Find the minimum distance between point $M(0,-2)$ and points $(x,y)$ such that: $y=\frac{16}{\sqrt{3}\,x^{3}}-2$ for $x>0$ .
I used the formula for distance between two points in a plane to get: $$d=\sqrt{x^{2}+\frac{256}{3x^{6}}}$$ And this is where I cannot come up with how to proceed. I tried calculus but the first derivative of $d(x)$ is fairly ugly expression... A few techniques on how to handle problems on maxima and minima with(out) using calculus would be really useful.
On
HINT:
Searching a minimum value for $d^2$. I would say - in point minimum for $d^2$ will be minimized too 'd'.
On
We give a non-calculus approach. It is in my opinion a fair bit harder than the calculus way.

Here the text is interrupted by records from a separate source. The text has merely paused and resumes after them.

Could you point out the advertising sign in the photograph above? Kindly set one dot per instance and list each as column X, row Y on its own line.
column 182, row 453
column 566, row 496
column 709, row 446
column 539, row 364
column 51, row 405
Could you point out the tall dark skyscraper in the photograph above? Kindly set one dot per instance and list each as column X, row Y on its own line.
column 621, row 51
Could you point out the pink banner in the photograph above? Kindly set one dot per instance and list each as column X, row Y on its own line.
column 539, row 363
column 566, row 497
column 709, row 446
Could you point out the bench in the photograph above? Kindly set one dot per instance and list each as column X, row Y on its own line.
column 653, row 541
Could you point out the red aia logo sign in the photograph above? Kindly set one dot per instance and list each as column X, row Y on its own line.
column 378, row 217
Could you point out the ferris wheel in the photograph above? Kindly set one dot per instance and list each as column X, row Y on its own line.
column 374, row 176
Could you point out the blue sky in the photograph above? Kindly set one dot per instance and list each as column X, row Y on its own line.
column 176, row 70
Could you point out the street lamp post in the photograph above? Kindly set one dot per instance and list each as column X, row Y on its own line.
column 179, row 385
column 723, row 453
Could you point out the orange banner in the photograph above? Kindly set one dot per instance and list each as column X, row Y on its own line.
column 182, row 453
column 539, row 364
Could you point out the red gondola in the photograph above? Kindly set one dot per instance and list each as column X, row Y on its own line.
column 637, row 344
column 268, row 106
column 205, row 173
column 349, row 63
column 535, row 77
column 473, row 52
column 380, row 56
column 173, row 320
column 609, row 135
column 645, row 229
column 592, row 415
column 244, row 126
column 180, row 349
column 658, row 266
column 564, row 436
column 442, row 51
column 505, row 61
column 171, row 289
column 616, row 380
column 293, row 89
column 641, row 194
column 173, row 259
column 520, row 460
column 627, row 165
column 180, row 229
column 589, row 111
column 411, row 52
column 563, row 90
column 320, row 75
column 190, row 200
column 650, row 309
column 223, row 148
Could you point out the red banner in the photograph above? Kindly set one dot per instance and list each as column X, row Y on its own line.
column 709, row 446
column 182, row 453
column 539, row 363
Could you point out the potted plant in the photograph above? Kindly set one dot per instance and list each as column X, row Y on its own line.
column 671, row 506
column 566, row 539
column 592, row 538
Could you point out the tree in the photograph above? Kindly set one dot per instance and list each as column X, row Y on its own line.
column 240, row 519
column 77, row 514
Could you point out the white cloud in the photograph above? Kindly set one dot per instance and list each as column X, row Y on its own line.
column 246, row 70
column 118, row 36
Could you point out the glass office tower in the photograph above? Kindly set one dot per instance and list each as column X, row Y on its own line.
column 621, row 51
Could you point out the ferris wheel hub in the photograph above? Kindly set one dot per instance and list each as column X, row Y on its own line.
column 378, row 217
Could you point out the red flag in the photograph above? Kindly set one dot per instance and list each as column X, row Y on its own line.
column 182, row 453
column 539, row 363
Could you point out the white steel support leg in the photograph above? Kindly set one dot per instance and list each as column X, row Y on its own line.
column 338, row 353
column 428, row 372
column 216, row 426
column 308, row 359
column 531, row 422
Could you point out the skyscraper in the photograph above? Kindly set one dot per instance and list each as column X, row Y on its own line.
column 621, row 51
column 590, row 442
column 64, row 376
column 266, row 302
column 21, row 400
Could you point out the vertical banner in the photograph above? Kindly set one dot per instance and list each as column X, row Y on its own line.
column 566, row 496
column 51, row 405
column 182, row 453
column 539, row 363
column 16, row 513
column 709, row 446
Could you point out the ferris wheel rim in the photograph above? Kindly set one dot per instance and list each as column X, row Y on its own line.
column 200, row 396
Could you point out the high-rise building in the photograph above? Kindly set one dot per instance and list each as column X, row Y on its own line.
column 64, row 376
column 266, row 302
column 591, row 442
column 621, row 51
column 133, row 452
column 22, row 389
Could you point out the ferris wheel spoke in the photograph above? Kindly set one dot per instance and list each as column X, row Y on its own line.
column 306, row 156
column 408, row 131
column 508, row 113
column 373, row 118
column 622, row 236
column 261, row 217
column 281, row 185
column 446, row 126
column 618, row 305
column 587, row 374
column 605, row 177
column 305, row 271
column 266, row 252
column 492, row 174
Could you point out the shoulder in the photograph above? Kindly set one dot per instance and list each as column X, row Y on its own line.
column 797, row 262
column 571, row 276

We want to minimize $x^2+\frac{256}{3x^6}$, or equivalently $$\frac{x^2}{3}+\frac{x^2}{3}+\frac{x^2}{3}+\frac{256}{3x^6}.$$ By the arithmetic mean geometric mean inequality (AM/GM) we have $$\frac{1}{4}\left( \frac{x^2}{3}+\frac{x^2}{3}+\frac{x^2}{3}+\frac{256}{3x^6} \right)\ge \sqrt[4]{\frac{x^2}{3}\cdot \frac{x^2}{3}\cdot\frac{x^2}{3}\cdot \frac{256}{3x^6}}\tag{1}$$ with equality when all the terms on the left are equal. The right-hand side of (1) is $\frac{4}{3}$. Equality is achieved when $\frac{x^2}{3}=\frac{256}{3x^6}$, that is, when $x=\pm 2$.
We conclude that the square of the distance has minimum value $\frac{16}{3}$.
Hint:
Note that the value of $x$ that minimize $d$ minimimize also $d^2=x^2+\dfrac{2^8}{3x^6}=f$ and the derivative is $f'= 2x-\dfrac{2^9}{x^7}$.